I am working on some exchange rates data. I have two series:
- $X_t$ with the official exchange rate (e.g. forex)
- $Y_t$ with the exchange rate on the "black market" (e.g. currency exchange houses at airports).
I am interested in modelling the relationship between these two series. It is reasonable to model $Y_t$ as a function of $X_t$ and lagged values of this series (because the black market kinda follows the official market). I would like to get insight on two questions:
- Average lag in the response of the black market (how long does it take for currency exchange houses to react to changes in the official market).

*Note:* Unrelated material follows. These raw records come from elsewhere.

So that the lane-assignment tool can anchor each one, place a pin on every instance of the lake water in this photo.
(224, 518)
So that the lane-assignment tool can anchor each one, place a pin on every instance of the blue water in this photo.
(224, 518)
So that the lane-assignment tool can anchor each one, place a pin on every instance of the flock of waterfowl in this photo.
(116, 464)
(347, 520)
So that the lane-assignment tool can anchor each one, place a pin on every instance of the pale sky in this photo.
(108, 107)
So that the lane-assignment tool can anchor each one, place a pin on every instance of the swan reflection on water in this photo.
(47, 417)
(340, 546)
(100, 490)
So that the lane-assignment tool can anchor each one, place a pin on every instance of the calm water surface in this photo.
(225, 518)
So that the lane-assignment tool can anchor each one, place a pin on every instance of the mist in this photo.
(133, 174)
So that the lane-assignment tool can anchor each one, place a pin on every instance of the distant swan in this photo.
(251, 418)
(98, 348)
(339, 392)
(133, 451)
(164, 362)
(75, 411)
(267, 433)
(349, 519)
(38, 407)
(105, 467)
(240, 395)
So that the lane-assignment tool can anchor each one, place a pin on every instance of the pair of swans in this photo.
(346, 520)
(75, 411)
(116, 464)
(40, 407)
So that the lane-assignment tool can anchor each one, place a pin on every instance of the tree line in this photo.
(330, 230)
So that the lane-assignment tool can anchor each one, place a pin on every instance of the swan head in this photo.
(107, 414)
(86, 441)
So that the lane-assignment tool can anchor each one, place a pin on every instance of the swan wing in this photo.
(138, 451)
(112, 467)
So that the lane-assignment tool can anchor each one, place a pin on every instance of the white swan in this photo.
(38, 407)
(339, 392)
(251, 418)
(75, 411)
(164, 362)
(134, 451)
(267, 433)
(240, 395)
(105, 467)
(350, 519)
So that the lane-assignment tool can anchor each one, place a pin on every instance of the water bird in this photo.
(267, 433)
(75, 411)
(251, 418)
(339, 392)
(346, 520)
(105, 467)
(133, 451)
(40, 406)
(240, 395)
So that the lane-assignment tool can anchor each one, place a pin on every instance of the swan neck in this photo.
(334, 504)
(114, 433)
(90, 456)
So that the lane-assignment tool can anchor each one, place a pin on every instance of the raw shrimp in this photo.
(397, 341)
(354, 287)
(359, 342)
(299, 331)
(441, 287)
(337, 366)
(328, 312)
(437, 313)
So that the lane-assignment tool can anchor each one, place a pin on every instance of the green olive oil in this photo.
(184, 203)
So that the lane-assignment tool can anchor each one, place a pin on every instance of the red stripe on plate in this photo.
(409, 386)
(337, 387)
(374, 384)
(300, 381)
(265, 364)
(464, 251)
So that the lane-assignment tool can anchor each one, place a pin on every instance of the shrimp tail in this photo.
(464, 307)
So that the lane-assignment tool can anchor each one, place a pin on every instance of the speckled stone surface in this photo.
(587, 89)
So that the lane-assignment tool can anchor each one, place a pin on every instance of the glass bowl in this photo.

- The magnitude of the reaction (do currency exchange houses overreact?, or they kind of smooth the movements in the official market?)
Here's how the data looks like:
I've read that the "cross correlation function (CCF) is helpful for identifying lags of the $X$-variable that might be useful predictors of $Y_t$". (link)
So I produced such plots for 20, 50 and 150 lags (I have in total 520 obs) with the following code in R .
ccf(x = toy$xa, y = toy$ya, lag.max = 20) ccf(x = toy$xa, y = toy$ya, lag.max = 50) ccf(x = toy$xa, y = toy$ya, lag.max = 250)
And here's how they look:
Does it mean that up to 170 lags might be useful predictors?, or am I doing something wrong?